Statalist


[Date Prev][Date Next][Thread Prev][Thread Next][Date Index][Thread Index]

st: RE: how to deal with a censored and skewed regressor?


From   Steven Samuels <[email protected]>
To   [email protected]
Subject   st: RE: how to deal with a censored and skewed regressor?
Date   Thu, 8 Jan 2009 18:48:39 -0500

There is a literature on censored regressors. A quick Google search on "censored regressors" turned up, for example:

http://papers.ssrn.com/sol3/papers.cfm?abstract_id=1071239
http://web.mit.edu/tstoker/www/research.htm

The original poster has not yet responded to Al Feiveson, so we do not know whether the regressor "x", say, is "censored" in the technical sense (has unobserved values <0 that are coded as zero). If there are many zeros, perhaps x was generated by one of two processes: the first for whether x would be non-zero, the second for the value of x if it were non-zero.

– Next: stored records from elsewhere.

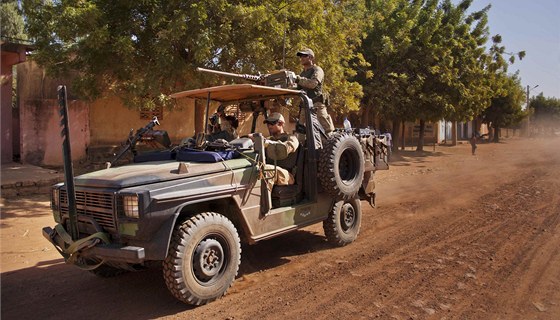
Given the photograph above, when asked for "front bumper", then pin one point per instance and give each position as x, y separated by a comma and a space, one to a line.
92, 248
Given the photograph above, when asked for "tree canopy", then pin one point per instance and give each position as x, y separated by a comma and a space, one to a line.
402, 60
144, 50
11, 21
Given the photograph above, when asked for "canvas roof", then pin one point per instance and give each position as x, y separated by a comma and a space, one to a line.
236, 92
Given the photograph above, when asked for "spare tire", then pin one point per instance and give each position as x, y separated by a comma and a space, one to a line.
341, 166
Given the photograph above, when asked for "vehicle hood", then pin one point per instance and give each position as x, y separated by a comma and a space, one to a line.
152, 172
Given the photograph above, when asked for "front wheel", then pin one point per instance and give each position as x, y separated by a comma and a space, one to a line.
203, 258
343, 223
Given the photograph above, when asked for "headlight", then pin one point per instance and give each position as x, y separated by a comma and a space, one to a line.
130, 206
55, 204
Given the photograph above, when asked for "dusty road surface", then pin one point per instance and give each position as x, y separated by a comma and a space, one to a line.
454, 236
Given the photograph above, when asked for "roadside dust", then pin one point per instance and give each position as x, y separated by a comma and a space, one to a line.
454, 236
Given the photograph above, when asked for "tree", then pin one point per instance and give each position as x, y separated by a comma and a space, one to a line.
144, 50
546, 116
505, 107
507, 95
427, 61
12, 21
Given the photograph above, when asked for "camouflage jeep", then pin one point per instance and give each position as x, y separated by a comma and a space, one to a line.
190, 214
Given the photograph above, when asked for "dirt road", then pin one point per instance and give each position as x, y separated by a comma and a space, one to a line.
454, 236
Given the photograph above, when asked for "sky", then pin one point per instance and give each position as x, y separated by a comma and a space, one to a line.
533, 27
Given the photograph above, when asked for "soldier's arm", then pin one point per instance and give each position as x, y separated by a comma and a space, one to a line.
307, 83
313, 82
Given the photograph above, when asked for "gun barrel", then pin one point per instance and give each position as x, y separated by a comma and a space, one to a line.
229, 74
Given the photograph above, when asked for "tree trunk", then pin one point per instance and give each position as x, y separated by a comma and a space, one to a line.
496, 135
403, 143
395, 133
420, 145
199, 112
454, 133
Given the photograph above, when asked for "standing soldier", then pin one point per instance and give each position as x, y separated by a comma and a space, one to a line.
311, 81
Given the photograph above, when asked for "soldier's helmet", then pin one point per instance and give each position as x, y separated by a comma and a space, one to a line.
274, 118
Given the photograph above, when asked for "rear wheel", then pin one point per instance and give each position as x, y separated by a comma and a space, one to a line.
203, 258
341, 166
343, 223
105, 271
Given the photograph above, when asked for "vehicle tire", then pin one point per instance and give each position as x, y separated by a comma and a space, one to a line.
105, 271
341, 166
343, 223
203, 258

One way to handle a mixture would be to generate two variables, an indicator that x is zero and, for non-zero x, the actual value.

x_zero = x ==0 & x<.
x_pos  = x*(x > 0 & x<.)   or xlog_pos = log(x)*(x > 0 & x<.)

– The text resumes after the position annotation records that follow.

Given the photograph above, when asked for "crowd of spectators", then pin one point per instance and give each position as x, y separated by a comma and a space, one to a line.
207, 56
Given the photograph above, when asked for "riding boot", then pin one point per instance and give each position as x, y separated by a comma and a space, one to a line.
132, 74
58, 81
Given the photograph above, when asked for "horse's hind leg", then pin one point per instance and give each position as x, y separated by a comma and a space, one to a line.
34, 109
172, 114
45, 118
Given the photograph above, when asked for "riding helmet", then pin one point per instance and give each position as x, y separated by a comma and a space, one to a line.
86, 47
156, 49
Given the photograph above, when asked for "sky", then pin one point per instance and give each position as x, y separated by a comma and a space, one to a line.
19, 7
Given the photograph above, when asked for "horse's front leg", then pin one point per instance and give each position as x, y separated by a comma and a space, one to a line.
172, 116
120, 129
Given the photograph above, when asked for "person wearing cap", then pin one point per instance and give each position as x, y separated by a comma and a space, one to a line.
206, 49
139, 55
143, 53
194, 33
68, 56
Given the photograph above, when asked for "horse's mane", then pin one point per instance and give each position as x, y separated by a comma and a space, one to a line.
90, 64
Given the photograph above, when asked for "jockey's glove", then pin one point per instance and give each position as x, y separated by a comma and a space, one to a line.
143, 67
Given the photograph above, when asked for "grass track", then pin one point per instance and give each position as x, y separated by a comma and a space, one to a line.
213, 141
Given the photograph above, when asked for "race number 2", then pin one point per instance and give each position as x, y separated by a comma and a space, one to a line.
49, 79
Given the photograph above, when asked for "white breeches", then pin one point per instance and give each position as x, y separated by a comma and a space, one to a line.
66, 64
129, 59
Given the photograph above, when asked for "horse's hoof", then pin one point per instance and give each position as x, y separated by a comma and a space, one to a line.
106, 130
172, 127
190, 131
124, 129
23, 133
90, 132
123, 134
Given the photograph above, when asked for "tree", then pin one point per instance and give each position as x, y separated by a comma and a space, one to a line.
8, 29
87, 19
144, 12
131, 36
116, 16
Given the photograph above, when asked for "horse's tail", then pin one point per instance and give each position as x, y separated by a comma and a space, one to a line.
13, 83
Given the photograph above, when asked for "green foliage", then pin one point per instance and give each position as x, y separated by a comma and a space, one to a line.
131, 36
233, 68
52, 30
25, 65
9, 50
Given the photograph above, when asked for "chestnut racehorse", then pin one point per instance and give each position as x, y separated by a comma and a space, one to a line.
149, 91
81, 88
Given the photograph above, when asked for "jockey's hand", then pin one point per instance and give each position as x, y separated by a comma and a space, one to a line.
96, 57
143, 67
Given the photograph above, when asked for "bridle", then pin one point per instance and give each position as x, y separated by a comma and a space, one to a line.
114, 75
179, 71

Insert x_zero and either x_pos or xlog_pos into the predictor list. In fact, it is not necessary to choose between logged and unlogged versions; -fracpoly- could model the best transformation of x_pos.

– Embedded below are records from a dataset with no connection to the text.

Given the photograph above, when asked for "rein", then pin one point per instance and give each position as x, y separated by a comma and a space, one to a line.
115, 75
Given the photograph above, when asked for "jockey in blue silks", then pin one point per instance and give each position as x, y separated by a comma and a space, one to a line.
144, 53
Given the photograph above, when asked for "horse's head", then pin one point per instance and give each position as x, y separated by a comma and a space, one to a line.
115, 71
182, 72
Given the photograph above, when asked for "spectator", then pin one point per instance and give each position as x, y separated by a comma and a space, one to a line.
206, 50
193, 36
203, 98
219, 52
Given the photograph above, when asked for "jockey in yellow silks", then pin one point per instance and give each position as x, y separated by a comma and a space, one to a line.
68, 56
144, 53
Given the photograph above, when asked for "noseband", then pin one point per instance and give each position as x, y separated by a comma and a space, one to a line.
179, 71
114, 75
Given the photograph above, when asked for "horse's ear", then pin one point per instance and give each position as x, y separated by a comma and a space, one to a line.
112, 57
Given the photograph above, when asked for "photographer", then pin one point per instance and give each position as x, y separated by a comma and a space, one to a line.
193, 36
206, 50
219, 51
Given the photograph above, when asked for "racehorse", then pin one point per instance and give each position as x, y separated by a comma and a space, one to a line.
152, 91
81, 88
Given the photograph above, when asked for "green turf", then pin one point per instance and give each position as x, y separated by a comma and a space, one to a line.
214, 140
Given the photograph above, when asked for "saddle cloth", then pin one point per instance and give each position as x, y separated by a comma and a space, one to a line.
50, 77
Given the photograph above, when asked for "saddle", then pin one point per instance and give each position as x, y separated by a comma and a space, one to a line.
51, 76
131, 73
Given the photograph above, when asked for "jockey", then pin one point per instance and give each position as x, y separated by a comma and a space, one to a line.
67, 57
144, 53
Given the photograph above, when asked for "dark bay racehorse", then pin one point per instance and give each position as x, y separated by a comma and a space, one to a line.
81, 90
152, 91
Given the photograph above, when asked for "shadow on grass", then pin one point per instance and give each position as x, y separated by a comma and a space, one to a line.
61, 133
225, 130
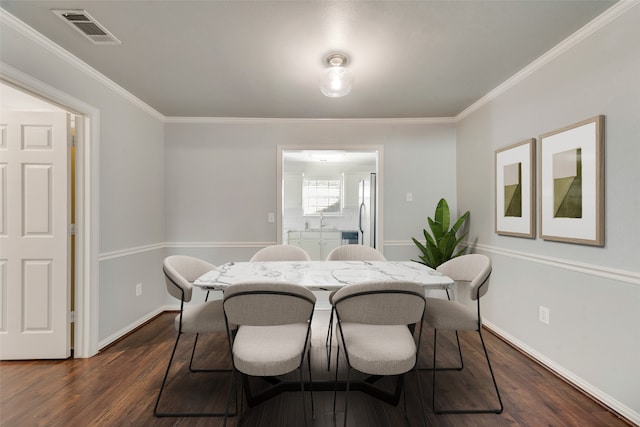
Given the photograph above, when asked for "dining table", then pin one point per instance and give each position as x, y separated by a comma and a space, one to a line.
324, 276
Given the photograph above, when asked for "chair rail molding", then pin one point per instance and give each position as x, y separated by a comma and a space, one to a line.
590, 269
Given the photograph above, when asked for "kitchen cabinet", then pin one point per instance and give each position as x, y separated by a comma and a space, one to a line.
317, 243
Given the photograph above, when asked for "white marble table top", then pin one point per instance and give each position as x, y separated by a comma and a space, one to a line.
323, 275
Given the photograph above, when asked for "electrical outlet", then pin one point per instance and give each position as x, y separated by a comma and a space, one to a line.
543, 315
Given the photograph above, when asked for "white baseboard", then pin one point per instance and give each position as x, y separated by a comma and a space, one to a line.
129, 328
602, 397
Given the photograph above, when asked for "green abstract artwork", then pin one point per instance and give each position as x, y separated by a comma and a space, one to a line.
567, 184
513, 190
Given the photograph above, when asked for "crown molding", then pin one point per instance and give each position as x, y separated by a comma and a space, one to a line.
603, 19
265, 120
36, 37
596, 24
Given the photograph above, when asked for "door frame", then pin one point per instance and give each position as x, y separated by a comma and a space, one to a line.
87, 197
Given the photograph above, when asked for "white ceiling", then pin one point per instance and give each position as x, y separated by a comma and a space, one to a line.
262, 58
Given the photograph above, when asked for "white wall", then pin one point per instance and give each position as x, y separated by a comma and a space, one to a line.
221, 179
593, 293
130, 173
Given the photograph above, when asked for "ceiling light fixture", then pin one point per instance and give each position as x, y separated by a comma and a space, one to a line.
336, 80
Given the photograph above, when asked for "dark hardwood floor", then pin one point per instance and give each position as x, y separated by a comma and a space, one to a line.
119, 386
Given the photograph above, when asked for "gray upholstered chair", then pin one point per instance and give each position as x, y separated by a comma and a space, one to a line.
273, 332
180, 272
347, 253
443, 314
375, 325
281, 253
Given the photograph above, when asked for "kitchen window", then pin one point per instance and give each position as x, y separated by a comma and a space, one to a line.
322, 196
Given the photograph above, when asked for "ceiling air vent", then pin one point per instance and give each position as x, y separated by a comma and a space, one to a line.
87, 26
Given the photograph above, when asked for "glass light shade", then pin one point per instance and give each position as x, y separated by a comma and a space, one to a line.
336, 82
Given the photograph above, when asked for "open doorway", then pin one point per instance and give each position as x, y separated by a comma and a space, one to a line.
321, 197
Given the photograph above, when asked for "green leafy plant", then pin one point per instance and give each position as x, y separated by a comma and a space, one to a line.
440, 245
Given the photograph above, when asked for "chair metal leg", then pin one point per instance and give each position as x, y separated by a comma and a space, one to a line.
183, 414
346, 395
313, 412
466, 411
335, 384
424, 412
329, 339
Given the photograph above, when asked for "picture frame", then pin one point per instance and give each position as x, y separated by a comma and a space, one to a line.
571, 183
515, 190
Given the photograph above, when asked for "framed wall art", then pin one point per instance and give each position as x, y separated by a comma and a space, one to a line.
515, 189
571, 183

The references above suggest that the indicator approach is biased if x is truly censored.

-Steve

On Jan 8, 2009, at 11:29 AM, Lachenbruch, Peter wrote:

Since the goal is to look at a logarithmic relationship, I'm wondering
if using glm with a log-link for a normal family wouldn't be helpful.
That way you don't need to worry about 0 values.

Tony

Peter A. Lachenbruch
Department of Public Health
Oregon State University
Corvallis, OR 97330
Phone: 541-737-3832
FAX: 541-737-4001


-----Original Message-----
From: [email protected]
[mailto:[email protected]] On Behalf Of Feiveson,
Alan H. (JSC-SK311)
Sent: Wednesday, January 07, 2009 11:54 AM
To: [email protected]
Subject: st: RE: RE: RE: RE: how to deal with a censored and skewed
regressor?

If there were other X-variables, one way (probably not the best) would
be to use multiple imputation. More generally, some sort of structural
model that relates Y to true X and includes the censoring mechanism
could be estimated (ha!). I suspect there are econometric models out
there that do this sort of thing - possibly even already programmed in
Stata.

AL F.



-----Original Message-----
From: [email protected]
[mailto:[email protected]] On Behalf Of Nick Cox
Sent: Wednesday, January 07, 2009 1:06 PM
To: [email protected]
Subject: st: RE: RE: RE: how to deal with a censored and skewed
regressor?

And how would you do that? Other than knowing that c.i.s and P-values
are not as good as they seem, what difference does this knowledge make
to what you do?

Nick
[email protected]

-----Original Message-----
From: [email protected]
[mailto:[email protected]] On Behalf Of Feiveson,
Alan H. (JSC-SK311)
Sent: 07 January 2009 18:27
To: [email protected]
Subject: st: RE: RE: how to deal with a censored and skewed regressor?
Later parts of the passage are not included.